We were asked to keep the diet for 7 more days after the retreat... no meat, no alcohol or coffee or chocolate, make love instead of just having sex... (?!?) etc... The group sort of got hit with a little separation anxiety in Cusco after the retreat because we couldn't seem to let each other go just yet. We kept meeting up for lunch and dinner in the days after, just so we could keep talking about what happened. It's almost like we went through a war together, that we needed each other to sort of keep ourselves sane. I guess there's a certain comfort that you get from people whom you know went through the exact same thing you did, and we tried to hold on to that as long as we could. I mean, I know I did.


New friends for life!

In general, I'm glad I did it... BUT I would NOT recommend it. Not to everyone. It's true what they say... That to do Ayahuasca, one has to be ready. Some even say that you don't find Ayahuasca - It finds you... Which is sort of true in my case.

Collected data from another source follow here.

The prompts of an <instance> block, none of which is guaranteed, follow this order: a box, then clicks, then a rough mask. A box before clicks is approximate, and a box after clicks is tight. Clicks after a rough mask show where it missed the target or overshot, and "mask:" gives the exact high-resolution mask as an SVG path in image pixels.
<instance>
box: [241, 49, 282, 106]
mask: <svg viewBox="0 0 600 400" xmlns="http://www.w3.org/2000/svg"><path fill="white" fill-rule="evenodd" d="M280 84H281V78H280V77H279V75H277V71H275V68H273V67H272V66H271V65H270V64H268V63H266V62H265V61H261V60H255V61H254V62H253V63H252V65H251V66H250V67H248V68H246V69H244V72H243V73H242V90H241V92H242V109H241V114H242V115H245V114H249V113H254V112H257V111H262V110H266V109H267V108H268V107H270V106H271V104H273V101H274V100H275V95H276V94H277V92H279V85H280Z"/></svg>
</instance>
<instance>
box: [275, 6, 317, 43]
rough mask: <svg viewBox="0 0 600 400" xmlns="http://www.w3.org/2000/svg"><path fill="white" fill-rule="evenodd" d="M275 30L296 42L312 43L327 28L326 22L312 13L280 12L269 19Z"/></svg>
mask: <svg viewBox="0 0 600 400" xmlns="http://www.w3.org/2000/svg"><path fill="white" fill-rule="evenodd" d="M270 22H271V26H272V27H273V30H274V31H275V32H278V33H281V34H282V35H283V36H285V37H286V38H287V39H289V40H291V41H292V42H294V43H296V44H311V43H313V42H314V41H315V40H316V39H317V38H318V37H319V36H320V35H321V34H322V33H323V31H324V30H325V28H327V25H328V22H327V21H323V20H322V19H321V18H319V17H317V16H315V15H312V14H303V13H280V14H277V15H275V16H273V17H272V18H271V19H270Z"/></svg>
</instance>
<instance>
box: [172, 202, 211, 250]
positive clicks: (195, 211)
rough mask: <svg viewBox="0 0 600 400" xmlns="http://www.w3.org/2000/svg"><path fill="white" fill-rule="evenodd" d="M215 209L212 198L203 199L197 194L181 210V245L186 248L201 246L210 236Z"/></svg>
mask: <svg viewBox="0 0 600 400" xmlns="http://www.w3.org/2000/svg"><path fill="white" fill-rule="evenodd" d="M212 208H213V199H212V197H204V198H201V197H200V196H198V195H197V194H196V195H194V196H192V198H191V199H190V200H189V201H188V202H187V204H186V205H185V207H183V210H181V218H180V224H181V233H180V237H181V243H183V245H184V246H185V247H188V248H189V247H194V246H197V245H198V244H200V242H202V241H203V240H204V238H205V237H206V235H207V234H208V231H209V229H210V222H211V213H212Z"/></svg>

It's definitely not for the faint of heart... And as I've said - the process in which you have to go through to get your big "eureka" moment is HORRIBLE. The end result is positive though, so I don't regret any of it. I think I was guided here, and I *was* ready for it... I'm in a good place in my life right now, and because of Ayahuasca, I think my life might make an interesting turn pretty soon. :)


IF YOU WANT TO DO IT

Just make sure you're doing it for the right reasons. Focus on your intentions - and be absolutely positive they're coming from the right place... Meaning - that you're not just looking to get high from DMT. And please... PLEASE make sure that you do it in a safe and reputable location. Do your research first. Wherever you do it, whether it be in Brazil, Colombia, Ecuador or Peru, make sure you don't just find a random shaman on the side of the road, offering the drink for 50 bucks a pop. Someone just died doing that recently - and you don't want this experience to be fatal for you too. Find a good place, check out their reviews online... get recommendations from people. If you have to pay a little more - then so be it. As long as you're safe, that's all that matters.
When you take Ayahuasca... all I can say is, the more you resist to its power, the more painful it will be... So just let go. The sooner you do it, the better it will be. :)

If you guys have any questions about it, or want to share your experience - please shoot me a comment below! I'd love to hear from you.

If you are thinking about doing this -- Best of luck, my friend! May the force of Pachamama be with you!